My R list has several data objects, totaling 7GB in R. The main list object is the independent data matrix of size 5 million x 157. The following error is given when I try to sample in CmdStanR:
Error in collapse(tmp, inner = FALSE, indent = indent) : R character strings are limited to 2^31-1 bytes
This happens in CmdStanR before any sampling occurs. It appears there is a limit to the data that R can convert to JSON. I was able to duplicate the error with the following command (my list is data_all_stan):
I have 128GB RAM, so it is not a RAM limitation on my desktop. This appears to be a limitation that I found others dealing with too outside Stan, converting to JSON. I tried Windows and WSL.
Not sure if others have recommendations.
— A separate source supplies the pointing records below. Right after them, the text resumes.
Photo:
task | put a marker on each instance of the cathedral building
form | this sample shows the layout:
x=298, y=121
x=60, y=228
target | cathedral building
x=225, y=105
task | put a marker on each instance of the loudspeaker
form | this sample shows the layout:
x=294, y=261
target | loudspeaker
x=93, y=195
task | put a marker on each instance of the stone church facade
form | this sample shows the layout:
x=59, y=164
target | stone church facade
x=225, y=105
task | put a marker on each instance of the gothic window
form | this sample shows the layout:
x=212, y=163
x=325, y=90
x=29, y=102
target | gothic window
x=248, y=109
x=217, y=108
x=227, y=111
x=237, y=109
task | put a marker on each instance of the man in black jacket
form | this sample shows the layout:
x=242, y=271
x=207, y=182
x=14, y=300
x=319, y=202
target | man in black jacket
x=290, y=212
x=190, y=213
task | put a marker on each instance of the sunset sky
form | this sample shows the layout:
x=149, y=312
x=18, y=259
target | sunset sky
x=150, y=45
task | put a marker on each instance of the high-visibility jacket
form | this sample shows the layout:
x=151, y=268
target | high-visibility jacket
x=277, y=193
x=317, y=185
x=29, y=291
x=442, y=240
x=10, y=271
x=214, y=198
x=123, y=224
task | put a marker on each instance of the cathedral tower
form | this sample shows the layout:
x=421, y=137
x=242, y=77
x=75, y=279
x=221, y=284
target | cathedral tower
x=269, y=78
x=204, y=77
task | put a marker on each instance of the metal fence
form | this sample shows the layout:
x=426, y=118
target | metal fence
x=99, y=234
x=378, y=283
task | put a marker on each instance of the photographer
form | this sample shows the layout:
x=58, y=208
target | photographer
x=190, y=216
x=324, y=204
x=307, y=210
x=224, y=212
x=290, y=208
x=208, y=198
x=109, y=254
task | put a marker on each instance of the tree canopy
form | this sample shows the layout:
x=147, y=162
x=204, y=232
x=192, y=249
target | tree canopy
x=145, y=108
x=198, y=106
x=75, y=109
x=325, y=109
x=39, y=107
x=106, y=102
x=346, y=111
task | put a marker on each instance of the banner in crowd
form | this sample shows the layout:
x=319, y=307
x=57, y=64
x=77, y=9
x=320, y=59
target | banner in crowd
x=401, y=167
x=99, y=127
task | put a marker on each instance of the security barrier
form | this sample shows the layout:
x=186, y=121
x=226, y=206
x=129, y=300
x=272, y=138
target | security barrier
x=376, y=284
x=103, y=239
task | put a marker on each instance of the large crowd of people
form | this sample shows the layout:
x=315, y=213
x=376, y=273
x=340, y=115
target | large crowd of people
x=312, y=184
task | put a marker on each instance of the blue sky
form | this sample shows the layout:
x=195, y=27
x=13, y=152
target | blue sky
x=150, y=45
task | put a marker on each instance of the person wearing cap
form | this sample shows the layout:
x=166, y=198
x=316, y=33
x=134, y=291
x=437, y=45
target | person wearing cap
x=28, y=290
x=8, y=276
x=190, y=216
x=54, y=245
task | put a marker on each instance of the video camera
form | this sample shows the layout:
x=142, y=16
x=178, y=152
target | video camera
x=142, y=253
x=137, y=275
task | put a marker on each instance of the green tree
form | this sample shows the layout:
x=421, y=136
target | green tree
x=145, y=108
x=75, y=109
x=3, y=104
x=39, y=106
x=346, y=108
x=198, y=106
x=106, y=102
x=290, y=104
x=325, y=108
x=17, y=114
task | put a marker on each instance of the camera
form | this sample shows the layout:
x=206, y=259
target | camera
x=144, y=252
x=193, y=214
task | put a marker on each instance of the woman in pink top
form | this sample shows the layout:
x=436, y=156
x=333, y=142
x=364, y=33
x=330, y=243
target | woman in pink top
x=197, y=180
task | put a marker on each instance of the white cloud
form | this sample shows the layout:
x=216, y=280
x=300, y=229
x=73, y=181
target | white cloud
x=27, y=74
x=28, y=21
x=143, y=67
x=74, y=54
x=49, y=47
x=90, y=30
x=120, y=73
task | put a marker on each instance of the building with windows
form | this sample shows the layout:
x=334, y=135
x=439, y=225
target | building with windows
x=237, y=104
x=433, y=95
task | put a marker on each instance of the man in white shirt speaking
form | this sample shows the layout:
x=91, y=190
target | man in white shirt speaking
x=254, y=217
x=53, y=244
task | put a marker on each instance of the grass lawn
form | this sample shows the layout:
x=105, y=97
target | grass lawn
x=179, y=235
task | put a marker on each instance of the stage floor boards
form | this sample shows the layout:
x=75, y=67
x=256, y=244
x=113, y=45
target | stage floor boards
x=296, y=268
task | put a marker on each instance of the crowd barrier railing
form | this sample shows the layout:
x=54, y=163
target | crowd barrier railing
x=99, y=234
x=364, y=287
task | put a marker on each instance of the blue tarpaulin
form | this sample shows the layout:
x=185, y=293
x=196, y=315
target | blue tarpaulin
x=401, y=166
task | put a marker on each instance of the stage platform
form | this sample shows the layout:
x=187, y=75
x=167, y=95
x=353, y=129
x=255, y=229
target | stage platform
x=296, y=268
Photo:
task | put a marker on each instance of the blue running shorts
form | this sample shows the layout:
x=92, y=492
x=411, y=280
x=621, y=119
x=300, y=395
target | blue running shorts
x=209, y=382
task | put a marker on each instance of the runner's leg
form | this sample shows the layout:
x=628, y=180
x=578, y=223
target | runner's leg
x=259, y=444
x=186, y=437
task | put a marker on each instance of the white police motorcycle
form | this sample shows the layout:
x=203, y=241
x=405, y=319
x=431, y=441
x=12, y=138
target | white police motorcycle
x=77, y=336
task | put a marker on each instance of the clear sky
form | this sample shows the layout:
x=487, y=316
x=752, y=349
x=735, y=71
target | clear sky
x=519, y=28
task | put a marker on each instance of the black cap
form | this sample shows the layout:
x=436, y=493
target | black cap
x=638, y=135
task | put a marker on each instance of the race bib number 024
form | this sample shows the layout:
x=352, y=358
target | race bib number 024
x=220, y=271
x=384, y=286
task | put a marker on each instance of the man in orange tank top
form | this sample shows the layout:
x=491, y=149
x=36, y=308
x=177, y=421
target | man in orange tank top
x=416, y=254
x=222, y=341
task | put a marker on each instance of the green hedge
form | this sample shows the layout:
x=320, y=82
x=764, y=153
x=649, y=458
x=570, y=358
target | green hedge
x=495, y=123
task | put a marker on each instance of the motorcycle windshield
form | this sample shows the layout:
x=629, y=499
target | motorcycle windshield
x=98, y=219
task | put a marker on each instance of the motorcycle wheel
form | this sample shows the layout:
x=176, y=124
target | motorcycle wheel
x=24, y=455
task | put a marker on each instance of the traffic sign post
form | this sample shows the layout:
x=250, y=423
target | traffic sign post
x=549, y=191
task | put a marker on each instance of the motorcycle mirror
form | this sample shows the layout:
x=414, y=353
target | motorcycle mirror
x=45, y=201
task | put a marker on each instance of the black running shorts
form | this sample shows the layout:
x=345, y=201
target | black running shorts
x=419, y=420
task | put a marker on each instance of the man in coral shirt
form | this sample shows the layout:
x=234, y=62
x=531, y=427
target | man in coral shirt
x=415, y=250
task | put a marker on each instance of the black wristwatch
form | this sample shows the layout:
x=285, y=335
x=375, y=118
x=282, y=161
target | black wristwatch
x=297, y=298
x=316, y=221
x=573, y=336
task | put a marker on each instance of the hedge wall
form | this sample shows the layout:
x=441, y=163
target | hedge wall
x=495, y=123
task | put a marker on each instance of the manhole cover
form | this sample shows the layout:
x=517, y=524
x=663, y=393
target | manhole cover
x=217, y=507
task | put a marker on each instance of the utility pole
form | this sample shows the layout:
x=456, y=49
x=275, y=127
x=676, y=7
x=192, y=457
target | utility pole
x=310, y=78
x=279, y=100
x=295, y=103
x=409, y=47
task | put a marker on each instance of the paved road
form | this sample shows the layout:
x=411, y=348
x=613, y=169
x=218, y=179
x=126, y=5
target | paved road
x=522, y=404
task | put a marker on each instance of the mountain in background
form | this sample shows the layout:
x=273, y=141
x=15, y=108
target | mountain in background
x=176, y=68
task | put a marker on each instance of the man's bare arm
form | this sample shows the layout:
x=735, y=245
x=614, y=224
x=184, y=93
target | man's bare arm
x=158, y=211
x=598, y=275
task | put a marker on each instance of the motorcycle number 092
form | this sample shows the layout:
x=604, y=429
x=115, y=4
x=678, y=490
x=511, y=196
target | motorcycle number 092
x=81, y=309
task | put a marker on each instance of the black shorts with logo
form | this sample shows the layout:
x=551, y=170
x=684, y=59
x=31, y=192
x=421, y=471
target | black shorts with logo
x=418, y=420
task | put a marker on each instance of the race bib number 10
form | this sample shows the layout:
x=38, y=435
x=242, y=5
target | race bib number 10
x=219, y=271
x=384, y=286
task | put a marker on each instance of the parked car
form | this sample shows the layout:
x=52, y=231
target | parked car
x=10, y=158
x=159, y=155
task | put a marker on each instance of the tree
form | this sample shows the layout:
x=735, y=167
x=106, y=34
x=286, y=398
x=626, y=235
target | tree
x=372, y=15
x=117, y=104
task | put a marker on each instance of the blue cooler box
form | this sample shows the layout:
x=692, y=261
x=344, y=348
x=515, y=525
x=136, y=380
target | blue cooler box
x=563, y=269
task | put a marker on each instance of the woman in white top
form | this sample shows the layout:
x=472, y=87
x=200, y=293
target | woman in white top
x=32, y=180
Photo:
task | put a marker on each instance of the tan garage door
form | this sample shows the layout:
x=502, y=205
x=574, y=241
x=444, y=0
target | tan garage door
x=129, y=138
For now, I am cutting down the file size by randomly selecting rows.
Hi,
this appears to be a bug/limitation of the current cmdstanr implementation which relies on jsonlite::write_json. Could you try building a small reproducible example (e.g. by simulating a large dataset) and filing an issue at Issues · stan-dev/cmdstanr · GitHub ?
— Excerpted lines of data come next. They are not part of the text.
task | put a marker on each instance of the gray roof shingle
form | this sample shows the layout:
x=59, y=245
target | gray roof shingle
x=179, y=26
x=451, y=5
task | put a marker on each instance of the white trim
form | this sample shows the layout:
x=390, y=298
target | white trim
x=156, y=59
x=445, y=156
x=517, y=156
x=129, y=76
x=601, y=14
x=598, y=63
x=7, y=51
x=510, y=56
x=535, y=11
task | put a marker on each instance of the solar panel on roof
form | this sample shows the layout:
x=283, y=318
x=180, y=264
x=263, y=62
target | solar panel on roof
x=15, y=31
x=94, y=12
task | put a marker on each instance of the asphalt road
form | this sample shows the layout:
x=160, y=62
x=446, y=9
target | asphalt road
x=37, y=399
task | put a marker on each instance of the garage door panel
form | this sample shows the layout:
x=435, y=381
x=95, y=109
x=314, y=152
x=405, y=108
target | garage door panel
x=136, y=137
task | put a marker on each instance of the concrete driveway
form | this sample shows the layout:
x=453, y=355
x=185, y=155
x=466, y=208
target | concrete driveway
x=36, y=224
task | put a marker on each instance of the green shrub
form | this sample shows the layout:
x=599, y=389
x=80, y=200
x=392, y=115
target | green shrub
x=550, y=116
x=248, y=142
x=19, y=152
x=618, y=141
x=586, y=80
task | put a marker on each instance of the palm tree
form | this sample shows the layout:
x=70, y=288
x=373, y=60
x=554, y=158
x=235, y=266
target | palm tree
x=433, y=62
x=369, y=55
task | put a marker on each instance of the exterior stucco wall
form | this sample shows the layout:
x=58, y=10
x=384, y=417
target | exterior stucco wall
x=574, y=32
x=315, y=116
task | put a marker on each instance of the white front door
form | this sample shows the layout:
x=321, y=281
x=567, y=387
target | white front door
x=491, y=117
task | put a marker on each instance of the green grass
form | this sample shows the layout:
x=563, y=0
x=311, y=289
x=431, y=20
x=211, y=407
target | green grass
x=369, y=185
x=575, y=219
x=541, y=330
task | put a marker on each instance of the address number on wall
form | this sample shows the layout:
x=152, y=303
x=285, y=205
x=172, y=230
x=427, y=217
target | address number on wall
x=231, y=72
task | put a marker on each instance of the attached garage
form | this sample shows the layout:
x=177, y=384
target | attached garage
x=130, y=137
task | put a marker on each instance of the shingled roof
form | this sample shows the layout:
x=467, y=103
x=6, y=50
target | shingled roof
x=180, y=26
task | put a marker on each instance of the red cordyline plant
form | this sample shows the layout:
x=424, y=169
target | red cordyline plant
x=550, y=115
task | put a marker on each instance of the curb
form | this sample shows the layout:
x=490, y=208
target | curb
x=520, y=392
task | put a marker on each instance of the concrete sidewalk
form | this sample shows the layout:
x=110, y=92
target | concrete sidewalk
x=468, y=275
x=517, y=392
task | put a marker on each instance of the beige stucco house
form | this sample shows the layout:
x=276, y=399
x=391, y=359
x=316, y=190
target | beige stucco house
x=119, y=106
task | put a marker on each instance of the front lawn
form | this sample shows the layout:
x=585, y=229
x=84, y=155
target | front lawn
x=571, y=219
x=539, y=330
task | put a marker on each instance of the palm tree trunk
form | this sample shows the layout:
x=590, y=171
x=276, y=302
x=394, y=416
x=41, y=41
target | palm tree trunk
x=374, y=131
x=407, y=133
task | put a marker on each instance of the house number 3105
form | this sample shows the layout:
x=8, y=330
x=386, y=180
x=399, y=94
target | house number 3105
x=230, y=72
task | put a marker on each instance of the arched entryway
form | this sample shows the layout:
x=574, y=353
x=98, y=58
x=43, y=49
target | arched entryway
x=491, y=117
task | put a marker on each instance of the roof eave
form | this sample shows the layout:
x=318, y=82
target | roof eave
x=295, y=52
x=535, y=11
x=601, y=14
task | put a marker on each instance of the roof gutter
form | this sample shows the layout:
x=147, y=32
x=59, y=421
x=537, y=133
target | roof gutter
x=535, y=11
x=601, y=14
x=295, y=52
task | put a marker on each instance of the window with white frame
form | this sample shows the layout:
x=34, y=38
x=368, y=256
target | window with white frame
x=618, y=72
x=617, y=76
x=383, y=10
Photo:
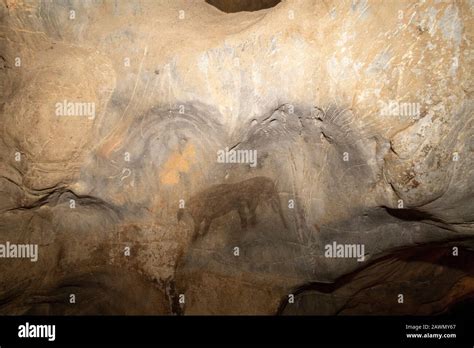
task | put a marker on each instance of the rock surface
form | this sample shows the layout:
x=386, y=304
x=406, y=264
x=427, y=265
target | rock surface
x=114, y=113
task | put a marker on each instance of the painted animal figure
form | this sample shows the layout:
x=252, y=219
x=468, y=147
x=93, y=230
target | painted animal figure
x=219, y=200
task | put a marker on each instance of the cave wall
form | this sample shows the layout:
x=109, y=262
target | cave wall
x=360, y=114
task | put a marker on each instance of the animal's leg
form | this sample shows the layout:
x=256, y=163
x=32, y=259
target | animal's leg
x=276, y=205
x=207, y=225
x=243, y=216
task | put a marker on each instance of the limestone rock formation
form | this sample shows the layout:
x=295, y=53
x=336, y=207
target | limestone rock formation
x=114, y=115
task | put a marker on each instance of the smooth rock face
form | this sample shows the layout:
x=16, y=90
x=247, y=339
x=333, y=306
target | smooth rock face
x=132, y=134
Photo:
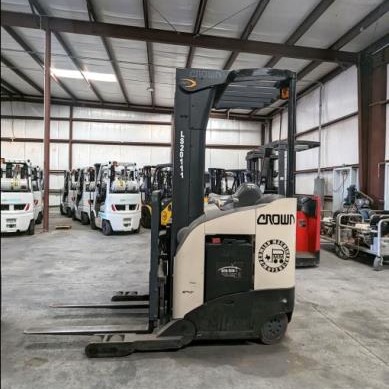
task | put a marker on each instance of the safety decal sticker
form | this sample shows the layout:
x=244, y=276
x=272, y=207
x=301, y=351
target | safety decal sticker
x=274, y=255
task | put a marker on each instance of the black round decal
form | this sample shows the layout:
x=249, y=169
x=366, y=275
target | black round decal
x=274, y=255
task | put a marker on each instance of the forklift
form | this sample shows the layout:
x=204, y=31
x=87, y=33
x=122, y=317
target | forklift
x=219, y=275
x=158, y=177
x=261, y=163
x=85, y=193
x=37, y=189
x=117, y=205
x=68, y=193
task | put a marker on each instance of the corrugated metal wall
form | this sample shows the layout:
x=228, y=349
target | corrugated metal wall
x=85, y=133
x=339, y=130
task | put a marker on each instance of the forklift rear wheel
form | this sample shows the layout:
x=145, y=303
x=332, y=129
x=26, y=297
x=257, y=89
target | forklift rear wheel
x=344, y=252
x=273, y=330
x=39, y=218
x=84, y=218
x=31, y=228
x=106, y=227
x=93, y=221
x=378, y=263
x=146, y=217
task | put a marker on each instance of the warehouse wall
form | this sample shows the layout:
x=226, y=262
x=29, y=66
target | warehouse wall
x=339, y=130
x=94, y=140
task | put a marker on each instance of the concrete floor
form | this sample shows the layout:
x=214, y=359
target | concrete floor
x=339, y=336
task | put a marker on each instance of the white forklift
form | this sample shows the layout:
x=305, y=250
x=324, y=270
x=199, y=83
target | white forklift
x=85, y=193
x=69, y=192
x=17, y=198
x=37, y=188
x=216, y=273
x=118, y=203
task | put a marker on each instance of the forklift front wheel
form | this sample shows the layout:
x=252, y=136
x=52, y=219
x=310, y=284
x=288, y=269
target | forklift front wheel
x=31, y=228
x=378, y=263
x=106, y=228
x=344, y=252
x=273, y=330
x=39, y=218
x=93, y=221
x=84, y=218
x=146, y=217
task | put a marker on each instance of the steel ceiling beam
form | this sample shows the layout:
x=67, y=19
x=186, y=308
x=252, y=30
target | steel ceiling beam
x=30, y=51
x=110, y=53
x=4, y=90
x=196, y=30
x=303, y=27
x=11, y=87
x=42, y=15
x=352, y=33
x=259, y=10
x=22, y=75
x=57, y=25
x=149, y=49
x=125, y=107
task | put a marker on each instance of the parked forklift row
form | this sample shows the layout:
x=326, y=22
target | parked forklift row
x=105, y=195
x=21, y=196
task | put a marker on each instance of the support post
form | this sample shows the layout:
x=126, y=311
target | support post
x=70, y=160
x=46, y=139
x=371, y=124
x=290, y=178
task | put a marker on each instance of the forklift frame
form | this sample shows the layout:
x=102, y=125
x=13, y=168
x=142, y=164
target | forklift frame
x=197, y=92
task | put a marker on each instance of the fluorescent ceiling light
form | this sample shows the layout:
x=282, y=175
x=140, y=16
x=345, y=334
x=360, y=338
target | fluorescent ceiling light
x=90, y=76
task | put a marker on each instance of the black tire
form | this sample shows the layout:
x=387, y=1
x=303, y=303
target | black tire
x=145, y=220
x=106, y=228
x=93, y=221
x=39, y=218
x=31, y=228
x=344, y=252
x=84, y=218
x=274, y=329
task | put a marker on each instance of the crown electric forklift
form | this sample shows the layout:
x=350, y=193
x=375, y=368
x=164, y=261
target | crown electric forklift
x=214, y=273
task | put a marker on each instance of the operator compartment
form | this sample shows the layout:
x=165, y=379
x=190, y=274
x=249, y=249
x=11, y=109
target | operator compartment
x=228, y=265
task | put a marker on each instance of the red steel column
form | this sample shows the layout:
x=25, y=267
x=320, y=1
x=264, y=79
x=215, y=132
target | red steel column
x=46, y=139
I think the only workaround that does not require code changes to cmdstanr is for you to write the JSON file yourself (you can inspect the format by writing a smaller dataset) in a way that does not require construction of large strings. Then you can call the model executable directly (see e.g. 4 MCMC Sampling | CmdStan User’s Guide) and then use cmdstanr::read_stan_csv or cmdstanr::as_cmdstan_fit to read the results into R.
We currently have a ton of R code that’s built around the project, which would be a bit of a pain to port to Python. Perhaps one thing we could do is just write a lil intermediate script that handles the JSON-writing. I’ll try it out and post it here.
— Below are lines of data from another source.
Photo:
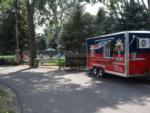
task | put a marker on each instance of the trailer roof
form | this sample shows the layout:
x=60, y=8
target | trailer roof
x=118, y=33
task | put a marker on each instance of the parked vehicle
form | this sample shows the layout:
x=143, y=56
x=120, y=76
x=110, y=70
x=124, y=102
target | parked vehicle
x=125, y=54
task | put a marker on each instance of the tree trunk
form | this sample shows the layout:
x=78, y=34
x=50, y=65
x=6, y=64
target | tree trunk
x=31, y=31
x=148, y=4
x=17, y=33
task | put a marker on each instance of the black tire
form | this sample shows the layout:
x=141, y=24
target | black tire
x=100, y=72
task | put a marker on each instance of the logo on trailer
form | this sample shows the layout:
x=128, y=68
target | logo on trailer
x=119, y=45
x=144, y=43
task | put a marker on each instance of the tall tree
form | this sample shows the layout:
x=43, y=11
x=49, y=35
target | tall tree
x=30, y=5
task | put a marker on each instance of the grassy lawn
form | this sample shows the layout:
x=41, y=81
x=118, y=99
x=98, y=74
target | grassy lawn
x=7, y=100
x=8, y=57
x=55, y=62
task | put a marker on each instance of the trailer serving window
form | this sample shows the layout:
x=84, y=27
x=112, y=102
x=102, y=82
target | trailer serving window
x=108, y=50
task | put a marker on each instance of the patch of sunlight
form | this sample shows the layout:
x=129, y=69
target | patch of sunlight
x=12, y=69
x=79, y=79
x=38, y=70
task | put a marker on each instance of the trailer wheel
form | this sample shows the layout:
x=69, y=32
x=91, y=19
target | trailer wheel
x=95, y=71
x=100, y=72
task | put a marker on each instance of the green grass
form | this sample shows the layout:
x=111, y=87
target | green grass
x=55, y=62
x=10, y=59
x=5, y=99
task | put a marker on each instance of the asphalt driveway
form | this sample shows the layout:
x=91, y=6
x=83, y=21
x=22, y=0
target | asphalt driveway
x=48, y=90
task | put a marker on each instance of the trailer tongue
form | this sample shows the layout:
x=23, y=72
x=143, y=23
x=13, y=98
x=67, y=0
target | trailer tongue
x=125, y=54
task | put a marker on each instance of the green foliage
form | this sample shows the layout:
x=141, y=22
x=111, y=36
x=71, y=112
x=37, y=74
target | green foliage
x=4, y=101
x=77, y=29
x=41, y=43
x=7, y=28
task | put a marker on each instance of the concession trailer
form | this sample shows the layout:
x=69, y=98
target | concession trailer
x=125, y=54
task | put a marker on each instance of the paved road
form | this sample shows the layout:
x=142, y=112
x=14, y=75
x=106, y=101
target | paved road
x=46, y=90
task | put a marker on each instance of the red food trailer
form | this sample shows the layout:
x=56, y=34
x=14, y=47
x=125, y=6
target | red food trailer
x=125, y=54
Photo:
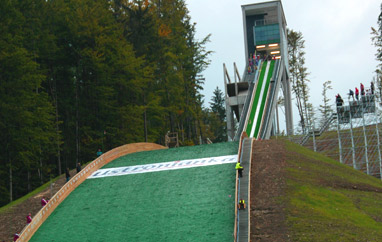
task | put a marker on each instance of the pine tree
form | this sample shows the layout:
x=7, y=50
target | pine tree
x=218, y=116
x=299, y=75
x=325, y=109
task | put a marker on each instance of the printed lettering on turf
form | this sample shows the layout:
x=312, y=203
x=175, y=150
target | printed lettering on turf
x=164, y=166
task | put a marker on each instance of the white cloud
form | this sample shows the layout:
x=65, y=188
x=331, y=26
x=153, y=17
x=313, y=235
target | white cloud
x=336, y=33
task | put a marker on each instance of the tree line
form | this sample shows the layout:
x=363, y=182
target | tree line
x=299, y=77
x=81, y=75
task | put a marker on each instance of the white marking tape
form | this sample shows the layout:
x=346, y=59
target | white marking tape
x=172, y=165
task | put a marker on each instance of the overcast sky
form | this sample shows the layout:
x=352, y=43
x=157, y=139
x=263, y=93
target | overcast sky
x=336, y=33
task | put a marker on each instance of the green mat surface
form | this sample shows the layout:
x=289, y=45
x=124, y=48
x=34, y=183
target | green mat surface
x=195, y=204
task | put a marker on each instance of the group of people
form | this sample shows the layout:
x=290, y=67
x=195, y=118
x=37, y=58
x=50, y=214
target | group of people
x=356, y=92
x=240, y=169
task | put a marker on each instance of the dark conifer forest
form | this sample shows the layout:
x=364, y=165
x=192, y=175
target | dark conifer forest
x=81, y=75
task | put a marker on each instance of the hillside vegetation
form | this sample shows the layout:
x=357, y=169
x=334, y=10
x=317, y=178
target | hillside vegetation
x=327, y=201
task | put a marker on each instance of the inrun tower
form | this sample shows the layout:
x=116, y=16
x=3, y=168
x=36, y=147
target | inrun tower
x=252, y=100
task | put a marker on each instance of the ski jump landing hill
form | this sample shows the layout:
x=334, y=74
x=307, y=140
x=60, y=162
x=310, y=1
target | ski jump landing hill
x=180, y=194
x=252, y=100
If anyone is coming to this late (jsonlite is still throwing the same error - 2024) my solution to the problem was to write to file using jsonlite::stream_out function (batches lines into blocks of 500, and then writes to file without throwing the above error. Not quick but simple
I was able to solve this error by using jsonlite::toJSON to write the list to a json file.
Assuming your data list is called dat:
json_txt ← jsonlite::toJSON(dat,
auto_unbox = TRUE)
# auto_unbox to convert lists of length one to single elements
json_file ← file.path(read_folder, “json_dat.json”)
writeLines(json_txt, file(json_file))
stanfit ← model$sample(data = json_file, …)
# remplace ... with your actual sampling parameters
Also, don’t use jsonlite::prettify which seems to be causing the error.